La procédure devant la présente juridiction aux fins de délais pour libérer les lieux ne saurait avoir pour objet de contourner la compétence du Premier Président de la Cour d’Appel pour arrêter ou aménager l’exécution provisoire d’une décision, y compris de plein droit, au visa de l’article 524 du code de procédure civile.
Dans ces conditions, la demande de délais pour quitter les lieux ne peut être acceptée.
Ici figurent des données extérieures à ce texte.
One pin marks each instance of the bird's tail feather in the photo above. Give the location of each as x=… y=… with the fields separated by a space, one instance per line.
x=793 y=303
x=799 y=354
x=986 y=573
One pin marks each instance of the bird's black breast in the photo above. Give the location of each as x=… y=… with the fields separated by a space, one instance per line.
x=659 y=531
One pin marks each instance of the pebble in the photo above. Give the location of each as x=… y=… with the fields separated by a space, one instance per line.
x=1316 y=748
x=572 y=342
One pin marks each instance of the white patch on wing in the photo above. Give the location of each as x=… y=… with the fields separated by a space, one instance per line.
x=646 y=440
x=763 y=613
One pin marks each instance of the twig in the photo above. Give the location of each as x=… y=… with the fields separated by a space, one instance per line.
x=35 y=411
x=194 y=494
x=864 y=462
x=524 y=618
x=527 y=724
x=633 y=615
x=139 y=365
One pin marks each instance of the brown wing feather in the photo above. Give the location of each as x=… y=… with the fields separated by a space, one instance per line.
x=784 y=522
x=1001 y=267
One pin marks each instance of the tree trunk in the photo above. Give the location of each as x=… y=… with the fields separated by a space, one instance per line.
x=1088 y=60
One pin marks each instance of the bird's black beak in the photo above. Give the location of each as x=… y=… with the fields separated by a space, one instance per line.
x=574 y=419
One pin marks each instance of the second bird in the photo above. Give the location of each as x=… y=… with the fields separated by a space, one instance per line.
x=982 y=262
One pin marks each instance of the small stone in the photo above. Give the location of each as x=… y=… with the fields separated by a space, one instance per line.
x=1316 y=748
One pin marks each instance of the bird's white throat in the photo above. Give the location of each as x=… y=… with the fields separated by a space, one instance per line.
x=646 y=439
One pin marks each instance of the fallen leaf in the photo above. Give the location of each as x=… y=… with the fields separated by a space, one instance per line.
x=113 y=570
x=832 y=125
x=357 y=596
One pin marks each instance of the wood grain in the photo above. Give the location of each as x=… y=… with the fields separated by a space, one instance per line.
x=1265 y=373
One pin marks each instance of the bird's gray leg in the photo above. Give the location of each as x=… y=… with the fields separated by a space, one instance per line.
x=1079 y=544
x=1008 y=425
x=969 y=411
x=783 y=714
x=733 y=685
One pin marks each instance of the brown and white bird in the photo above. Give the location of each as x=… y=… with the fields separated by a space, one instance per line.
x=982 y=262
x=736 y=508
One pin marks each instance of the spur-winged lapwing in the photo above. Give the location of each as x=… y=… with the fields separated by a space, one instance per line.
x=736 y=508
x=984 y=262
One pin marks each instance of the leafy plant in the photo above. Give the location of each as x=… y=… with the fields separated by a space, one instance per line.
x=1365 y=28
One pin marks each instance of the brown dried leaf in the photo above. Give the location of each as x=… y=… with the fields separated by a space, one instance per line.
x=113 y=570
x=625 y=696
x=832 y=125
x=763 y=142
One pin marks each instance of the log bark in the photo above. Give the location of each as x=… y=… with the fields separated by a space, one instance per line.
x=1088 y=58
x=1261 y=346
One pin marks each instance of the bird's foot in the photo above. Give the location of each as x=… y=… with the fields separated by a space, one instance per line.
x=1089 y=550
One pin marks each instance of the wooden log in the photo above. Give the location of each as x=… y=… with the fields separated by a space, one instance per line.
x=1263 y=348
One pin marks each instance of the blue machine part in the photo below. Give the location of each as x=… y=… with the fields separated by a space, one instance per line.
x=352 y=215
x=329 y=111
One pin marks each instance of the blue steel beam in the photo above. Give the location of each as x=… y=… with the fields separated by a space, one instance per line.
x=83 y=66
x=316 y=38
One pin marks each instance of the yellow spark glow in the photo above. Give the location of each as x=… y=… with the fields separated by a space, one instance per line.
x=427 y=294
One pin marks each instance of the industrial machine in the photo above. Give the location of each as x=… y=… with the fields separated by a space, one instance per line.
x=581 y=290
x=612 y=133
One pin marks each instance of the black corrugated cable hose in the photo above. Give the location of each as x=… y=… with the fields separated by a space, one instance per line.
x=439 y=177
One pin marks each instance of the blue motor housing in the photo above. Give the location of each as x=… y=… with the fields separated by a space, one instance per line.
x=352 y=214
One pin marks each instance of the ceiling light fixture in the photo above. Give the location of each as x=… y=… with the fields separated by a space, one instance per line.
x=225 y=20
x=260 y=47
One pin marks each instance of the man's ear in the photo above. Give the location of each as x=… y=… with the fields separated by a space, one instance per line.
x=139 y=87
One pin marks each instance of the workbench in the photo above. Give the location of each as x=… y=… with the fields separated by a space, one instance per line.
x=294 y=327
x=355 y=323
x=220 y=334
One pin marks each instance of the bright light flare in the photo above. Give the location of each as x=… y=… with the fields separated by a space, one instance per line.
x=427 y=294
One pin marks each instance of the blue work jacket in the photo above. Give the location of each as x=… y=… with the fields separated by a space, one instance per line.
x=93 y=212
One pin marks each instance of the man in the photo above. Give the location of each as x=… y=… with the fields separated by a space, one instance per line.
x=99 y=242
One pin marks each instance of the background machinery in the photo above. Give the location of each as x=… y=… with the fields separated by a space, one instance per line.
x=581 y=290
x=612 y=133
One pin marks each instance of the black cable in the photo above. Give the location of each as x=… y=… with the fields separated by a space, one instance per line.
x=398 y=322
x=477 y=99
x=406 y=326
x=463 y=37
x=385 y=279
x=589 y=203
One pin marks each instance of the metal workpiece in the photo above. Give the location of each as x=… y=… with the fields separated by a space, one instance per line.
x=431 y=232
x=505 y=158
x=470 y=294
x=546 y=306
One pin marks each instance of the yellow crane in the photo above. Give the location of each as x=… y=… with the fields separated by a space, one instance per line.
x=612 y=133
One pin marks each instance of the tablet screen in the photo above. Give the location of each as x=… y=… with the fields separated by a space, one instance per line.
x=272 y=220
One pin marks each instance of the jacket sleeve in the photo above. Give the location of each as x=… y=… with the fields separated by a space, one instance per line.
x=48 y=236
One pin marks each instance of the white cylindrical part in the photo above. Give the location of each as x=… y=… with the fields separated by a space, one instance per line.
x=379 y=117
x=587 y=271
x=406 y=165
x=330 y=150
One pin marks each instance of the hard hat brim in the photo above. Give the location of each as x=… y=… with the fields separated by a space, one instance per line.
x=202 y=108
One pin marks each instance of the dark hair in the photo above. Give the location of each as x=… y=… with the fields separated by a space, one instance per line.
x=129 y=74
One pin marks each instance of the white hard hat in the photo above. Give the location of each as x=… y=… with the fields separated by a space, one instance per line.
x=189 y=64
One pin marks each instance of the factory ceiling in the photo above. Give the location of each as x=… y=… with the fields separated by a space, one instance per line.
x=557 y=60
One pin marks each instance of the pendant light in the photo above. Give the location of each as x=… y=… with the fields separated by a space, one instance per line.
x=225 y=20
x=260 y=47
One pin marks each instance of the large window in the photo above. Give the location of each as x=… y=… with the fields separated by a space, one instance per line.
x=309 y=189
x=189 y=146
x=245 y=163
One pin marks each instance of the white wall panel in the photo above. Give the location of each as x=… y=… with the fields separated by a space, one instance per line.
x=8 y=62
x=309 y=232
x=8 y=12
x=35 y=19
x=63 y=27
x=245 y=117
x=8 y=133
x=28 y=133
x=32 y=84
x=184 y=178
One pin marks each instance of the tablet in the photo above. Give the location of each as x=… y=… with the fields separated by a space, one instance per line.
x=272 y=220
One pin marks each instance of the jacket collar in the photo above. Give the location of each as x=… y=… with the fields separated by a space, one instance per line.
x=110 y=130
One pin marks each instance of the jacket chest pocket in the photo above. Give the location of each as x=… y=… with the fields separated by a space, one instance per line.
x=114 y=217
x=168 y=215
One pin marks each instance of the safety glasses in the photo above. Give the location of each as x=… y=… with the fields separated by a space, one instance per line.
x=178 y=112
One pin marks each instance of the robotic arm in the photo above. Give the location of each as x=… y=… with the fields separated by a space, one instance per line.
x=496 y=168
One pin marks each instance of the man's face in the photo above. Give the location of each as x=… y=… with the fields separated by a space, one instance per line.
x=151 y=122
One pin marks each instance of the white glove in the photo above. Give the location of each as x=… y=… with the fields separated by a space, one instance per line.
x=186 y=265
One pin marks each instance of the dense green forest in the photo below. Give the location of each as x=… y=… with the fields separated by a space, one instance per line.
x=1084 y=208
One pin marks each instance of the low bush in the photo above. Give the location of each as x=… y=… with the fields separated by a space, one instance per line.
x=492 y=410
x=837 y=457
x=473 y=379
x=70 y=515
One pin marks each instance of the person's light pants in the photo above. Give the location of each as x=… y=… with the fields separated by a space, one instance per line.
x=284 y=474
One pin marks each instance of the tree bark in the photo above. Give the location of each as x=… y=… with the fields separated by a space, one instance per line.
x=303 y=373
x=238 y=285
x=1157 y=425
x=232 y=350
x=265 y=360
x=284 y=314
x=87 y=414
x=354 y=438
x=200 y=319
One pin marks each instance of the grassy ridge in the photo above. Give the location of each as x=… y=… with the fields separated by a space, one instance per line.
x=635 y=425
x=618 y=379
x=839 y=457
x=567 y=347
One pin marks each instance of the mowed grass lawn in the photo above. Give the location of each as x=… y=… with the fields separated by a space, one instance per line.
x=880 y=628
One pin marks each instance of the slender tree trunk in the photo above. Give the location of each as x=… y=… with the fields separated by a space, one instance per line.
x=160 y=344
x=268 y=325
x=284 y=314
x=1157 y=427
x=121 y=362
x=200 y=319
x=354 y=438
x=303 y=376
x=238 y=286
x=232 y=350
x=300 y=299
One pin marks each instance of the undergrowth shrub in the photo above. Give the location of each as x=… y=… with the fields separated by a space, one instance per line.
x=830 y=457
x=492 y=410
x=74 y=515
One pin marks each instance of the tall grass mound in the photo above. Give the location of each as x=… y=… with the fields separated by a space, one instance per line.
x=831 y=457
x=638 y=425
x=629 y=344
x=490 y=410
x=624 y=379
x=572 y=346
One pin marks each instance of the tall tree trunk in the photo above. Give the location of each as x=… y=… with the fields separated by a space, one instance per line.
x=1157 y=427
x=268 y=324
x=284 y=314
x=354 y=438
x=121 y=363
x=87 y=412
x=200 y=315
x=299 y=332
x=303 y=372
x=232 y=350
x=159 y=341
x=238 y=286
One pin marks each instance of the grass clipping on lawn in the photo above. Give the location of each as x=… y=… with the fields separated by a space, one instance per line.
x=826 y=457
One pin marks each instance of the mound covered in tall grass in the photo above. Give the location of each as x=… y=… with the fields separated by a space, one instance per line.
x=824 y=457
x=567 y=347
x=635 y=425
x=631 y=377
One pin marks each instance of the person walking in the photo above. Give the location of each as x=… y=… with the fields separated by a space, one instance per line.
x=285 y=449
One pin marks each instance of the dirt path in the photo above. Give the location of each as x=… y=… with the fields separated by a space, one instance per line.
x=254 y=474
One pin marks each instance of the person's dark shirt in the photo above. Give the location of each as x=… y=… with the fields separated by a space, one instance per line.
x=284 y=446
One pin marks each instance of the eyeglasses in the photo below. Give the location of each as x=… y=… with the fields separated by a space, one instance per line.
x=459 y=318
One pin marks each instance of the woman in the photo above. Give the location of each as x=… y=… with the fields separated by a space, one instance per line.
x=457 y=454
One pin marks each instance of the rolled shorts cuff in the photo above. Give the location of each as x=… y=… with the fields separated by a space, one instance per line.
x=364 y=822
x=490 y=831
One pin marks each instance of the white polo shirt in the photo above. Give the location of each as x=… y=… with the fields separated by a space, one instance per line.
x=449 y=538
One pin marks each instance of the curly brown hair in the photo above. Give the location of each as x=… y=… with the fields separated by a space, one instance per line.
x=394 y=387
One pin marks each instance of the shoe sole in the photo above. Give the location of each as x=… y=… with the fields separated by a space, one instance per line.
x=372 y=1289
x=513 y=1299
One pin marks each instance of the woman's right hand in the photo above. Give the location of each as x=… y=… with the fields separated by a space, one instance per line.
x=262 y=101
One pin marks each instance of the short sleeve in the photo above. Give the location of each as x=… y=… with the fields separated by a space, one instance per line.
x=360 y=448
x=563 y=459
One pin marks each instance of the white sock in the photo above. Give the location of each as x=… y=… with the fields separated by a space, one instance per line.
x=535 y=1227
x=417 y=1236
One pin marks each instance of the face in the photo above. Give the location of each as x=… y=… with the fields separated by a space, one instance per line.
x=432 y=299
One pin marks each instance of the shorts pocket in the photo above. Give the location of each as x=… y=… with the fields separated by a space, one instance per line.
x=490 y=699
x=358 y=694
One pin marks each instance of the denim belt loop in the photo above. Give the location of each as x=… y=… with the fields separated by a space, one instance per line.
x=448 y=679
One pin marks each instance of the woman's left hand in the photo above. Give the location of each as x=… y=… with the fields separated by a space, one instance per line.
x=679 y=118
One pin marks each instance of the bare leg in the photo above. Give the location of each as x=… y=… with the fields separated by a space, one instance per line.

Sur les demandes accessoires
Au visa de l’article 1240 du code civil, l’absence d’intervention de la SCI MARIE-THÉRÈSE sur la climatisation réversible que le Juge des référés a imputé dans ses motifs à la bailleresse, sans que cela ne justifie pour autant un défaut de paiement des loyers par la […], est en partie à l’origine du contentieux s’étant élevé entre les parties si bien qu’aucune procédure abusive ne peut être reprochée à la requérante et que la demande indemnitaire de ce chef sera rejetée.
L’équité ne commande pas de faire application des dispositions de l’article 700 du code de procédure civile.
En application des dispositions de l’article 696 du code de procédure civile, la […], succombante en ses prétentions, sera tenue des dépens de l’instance.
PAR CES MOTIFS
Le juge de l’exécution, statuant publiquement par jugement mis à disposition au greffe, contradictoire et en premier ressort,
REJETTE la note en délibéré non autorisée communiquée le 27 mars 2017 par la SCI MARIE-THÉRÈSE ;
DÉBOUTE la […] de sa demande de délais pour quitter le local qu’elle occupe au 66 avenue Clémenceau à […];
DÉBOUTE la SCI MARIE-THÉRÈSE de sa demande indemnitaire pour procédure abusive ;
REJETTE la demande au titre des dispositions de l’article 700 du code de procédure civile ;
CONDAMNE la […] aux dépens ;
RAPPELLE le caractère exécutoire par provision de plein droit de la présente décision, par application des dispositions de l’article R 121-21 du code des procédures civiles d’exécution.
En foi de quoi, le présent jugement a été signé aux jour et lieu susdits par le greffier et le juge de l’exécution.